The project involves the design and construction of a radioastronomical interferometer, which significantly enhances the angular resolution of observations in the celestial sphere, where the resolution depends on the distance between the antennas working in unison. The proposed system consists of three 3-meter diameter antennas forming a 20-meter per side triangle and a signal correlation and processing equipment for the signals received from the antennas, which can operate in frequency bands ranging from 1 GHz to 6.6 GHz (from L-Band to C-Band). For this project, our focus will be solely on the C-Band. An important feature is the portability of the system, allowing deployment at observation sites in the southern hemisphere and relocation for data validation in different locations.
The project includes the design of the positioning mechanics for both individual antennas and the entire instrument.

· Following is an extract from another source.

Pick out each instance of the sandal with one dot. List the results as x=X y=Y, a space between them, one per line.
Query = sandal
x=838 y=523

Likewise, it involves the construction of the antenna reception chains.
Finally, the acquired signals will be processed at a central location, where they will undergo recording and post-processing, including signal correlation through software and external synchronization via a disciplined clock.
The scientific objective of this project is to create a detailed map of the C-Band reserved for radioastronomical studies, specifically regarding methanol, in the Southern Hemisphere sky. It is worth noting that this methodology could efficiently be applied to other frequencies of interest, such as hydrogen, hydroxyls, formaldehydes, etc. The instrument's location at a high southern latitude is recommended to enable continuous observations that compensate for sensitivity.
The project has the potential to yield scientific returns in astronomy and physics, allowing the generation of radiation maps in the mentioned frequency bands. Additionally, it develops techniques in mechanics, electronics, control, and software that will enable the implementation of a scalable interferometer for use with larger antennas in the future, potentially becoming part of the Very Long Baseline Interferometry Global Network.